A second method for increasing solvent gas injectivity is to inject acid into the reservoir formation around the near-well region. The acid will dissolve debris that can impede the flow of any injected gas. Once such debris is dissolved, the injectivity rate may be increased. While this method is useful, the extent to which acid can improve injectivity is generally limited to the extent that it removes debris from the wellbore area. Even with the removal of this debris, solvent injectivity may remain low because of the relative permeability effects discussed earlier. Acid injection also has the negative side effect of leaving the near-well region saturated with an aqueous liquid. Therefore, injecting acid to improve solvent injectivity has limited application.
A third method to increase solvent gas injectivity is to inject solvent for an extended period. As large volumes of unsaturated solvent contact the water over time, some vaporization occurs, effectively removing some of the water from the near-well region. This will increase the gas saturation and hence increase the gas injectivity (described below). Although injectivity improves over time, this process may take many months and significant volumes of solvent injection to remove sufficient water to achieve maximum gas injectivity. Thus, for much of the solvent injection cycle, solvent is being injected with a low injectivity. With the solvent injection cycle lengths in a typical WAG process, solvent gas injectivity can never reach its maximum value. A dramatic example of the change in solvent gas injectivity during the cycle is shown in FIG. 2, which depicts solvent injectivity 6 (solid line) and water injectivity 8 (dashed line) versus time over several cycles of a WAG flood. The solvent used in this example was carbon dioxide which is reported in barrels per day for comparison with reservoir pore volumes and water injection volumes. In FIG. 2, it can be seen that the solvent gas injection cycles are shorter than the time required for the gas injectivity 6 to stabilize at its maximum value. Since the desired water/solvent commingled zone will not form until water is injected, an extended solvent injection cycle would significantly delay formation of the commingled zone. This delay would reduce the sweep efficiency benefits of the WAG process.

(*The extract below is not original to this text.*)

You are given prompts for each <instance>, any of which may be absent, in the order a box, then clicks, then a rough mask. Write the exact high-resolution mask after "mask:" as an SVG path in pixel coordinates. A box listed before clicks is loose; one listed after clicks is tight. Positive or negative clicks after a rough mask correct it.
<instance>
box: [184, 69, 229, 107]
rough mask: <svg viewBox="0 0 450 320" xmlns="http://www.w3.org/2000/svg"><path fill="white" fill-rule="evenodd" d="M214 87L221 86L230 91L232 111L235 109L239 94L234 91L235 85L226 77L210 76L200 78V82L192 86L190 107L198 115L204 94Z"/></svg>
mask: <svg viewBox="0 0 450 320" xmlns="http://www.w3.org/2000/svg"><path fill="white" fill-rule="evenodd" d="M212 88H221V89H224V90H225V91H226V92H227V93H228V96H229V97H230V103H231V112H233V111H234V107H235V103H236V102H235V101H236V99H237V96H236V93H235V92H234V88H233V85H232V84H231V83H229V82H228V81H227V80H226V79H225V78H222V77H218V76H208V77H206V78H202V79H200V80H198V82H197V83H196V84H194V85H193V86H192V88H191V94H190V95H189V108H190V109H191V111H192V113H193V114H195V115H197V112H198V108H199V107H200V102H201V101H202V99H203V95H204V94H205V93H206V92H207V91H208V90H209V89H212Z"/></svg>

A similar improvement in injectivity during the gas injection cycle was noted by W. R. Rossen, et al. in SAG modeling work (Injectivity and Gravity Override in Surfactant-Alternating-Gas Foam Processes, SPE 30753 presented at the SPE Annual Technical Conference, Dallas, October 1995), which indicated maximum injectivity after about 0.6 or more reservoir pore volumes of gas injection. Rossen, et al. theorized that over time, the injected solvent gas evaporated water from the foam lamellae in the near-well region causing the foam in that region to break down. With stable foams, there is still a significant period in which gas injectivity is less than optimal while the foam breaks down. Stable foams are generally desirable for the success of SAG processes.
Accordingly, there is a need for a method for reducing the water saturation in the near-well region to facilitate formation treatments such as sand consolidation and improvement of solvent injectivity to enhance the amount and/or rate of hydrocarbon recovery from a formation. The present invention provides an economical solution to this need.